We Won’t Find WMDs: British Officials

"Senior government sources are telling me that they no longer believe that physical weapons of mass destruction are actually going to be found in Iraq," the BBC’s respected political editor Andrew Marr reported.

"They don’t think that there were no weapons program. They believe that interviews with Iraqi scientists, perhaps documentation will be uncovered which will reveal the extent of program that were then in the past."

"But when it comes to physical evidence I have to say that the belief that that will be found and can be paraded in front of the cameras seems to be trickling into the sand," Marr said on BBC television.

‘Dramatic Development’

Former Foreign Secretary Robin Cook said the admissions were a "dramatic development" and ex-Prime Minister John Major has called for a full independent inquiry into the basis for invasion.

"This is a dramatic development. Remember the government told us that Saddam had real weapons, which made him a real and present danger – and that’s why we had to go to war there and then,” said Cook, who resigned as leader of the Commons in the run-up to the invasion.
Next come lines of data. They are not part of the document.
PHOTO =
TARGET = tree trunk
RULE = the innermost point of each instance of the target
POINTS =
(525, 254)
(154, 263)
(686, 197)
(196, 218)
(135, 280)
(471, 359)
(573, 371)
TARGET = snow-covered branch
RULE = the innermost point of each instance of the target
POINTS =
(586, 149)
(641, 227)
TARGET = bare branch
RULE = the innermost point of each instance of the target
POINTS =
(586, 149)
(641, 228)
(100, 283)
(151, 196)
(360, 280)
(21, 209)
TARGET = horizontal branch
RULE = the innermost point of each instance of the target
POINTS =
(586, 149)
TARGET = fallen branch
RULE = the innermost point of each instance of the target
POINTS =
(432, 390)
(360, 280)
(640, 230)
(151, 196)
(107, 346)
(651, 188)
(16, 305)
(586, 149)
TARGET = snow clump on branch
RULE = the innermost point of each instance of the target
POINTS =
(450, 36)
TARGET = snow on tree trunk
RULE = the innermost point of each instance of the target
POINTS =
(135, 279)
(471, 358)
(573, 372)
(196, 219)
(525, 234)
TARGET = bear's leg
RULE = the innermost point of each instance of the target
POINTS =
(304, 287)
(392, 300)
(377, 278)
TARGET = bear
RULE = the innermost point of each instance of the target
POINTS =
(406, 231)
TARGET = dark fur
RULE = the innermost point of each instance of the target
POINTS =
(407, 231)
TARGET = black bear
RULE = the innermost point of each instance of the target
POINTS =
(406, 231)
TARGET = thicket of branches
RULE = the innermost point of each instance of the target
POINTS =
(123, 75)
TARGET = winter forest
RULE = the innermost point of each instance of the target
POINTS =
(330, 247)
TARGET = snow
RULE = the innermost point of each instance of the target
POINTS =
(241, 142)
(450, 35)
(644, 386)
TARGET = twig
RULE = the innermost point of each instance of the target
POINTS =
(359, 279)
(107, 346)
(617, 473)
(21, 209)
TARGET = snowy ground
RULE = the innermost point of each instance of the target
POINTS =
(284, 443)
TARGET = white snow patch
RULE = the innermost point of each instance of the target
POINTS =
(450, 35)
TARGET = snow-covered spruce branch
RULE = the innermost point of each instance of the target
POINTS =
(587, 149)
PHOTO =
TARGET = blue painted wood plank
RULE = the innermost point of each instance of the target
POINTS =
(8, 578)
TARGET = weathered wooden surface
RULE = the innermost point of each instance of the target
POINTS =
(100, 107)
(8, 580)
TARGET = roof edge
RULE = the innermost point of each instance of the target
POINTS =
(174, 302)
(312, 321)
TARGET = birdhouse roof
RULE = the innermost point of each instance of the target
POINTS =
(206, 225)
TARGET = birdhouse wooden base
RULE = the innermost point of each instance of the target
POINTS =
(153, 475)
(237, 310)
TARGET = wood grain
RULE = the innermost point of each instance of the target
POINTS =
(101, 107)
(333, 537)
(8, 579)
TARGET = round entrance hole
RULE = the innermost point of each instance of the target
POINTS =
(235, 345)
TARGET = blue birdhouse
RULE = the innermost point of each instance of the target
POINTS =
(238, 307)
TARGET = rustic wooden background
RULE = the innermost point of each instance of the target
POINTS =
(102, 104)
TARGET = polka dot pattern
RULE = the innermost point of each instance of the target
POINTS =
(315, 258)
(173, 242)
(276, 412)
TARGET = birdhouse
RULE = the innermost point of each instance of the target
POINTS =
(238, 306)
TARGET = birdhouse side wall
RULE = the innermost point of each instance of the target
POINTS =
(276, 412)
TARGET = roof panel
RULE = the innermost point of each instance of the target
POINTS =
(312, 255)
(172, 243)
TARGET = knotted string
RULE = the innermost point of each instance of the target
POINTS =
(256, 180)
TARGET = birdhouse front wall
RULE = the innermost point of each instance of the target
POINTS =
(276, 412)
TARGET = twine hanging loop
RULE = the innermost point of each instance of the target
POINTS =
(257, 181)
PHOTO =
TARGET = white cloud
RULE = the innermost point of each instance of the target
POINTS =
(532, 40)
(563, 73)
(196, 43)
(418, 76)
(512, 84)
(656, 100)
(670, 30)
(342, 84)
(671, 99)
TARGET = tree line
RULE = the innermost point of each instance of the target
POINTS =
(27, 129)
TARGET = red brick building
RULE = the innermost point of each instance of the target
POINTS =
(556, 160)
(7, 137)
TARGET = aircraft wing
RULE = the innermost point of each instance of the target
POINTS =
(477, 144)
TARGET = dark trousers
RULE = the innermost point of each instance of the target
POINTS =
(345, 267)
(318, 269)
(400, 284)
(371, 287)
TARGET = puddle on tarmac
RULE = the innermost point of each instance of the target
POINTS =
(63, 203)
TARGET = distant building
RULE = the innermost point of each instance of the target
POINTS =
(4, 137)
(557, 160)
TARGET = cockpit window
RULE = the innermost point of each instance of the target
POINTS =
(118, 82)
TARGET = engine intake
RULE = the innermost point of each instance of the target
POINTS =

Cook told the BBC that "Parliament voted for war because it was told that Saddam did have real weapons of mass destruction, adding that it would have been better to have given the U.N. weapons inspectors more time to finish their job, rather than rushing to the invasion.

"They said we could not afford the time to let Hans Blix and the U.N. weapons inspectors finish the job.

"We now know that was wrong and we could have let them finish their task and they would have told us what we have now discovered but we did not need to have a war to find out."

"We would now know what we’re being told, that Saddam did not have those weapons… and we’d have found out without a war in which thousands were killed,” said Cook.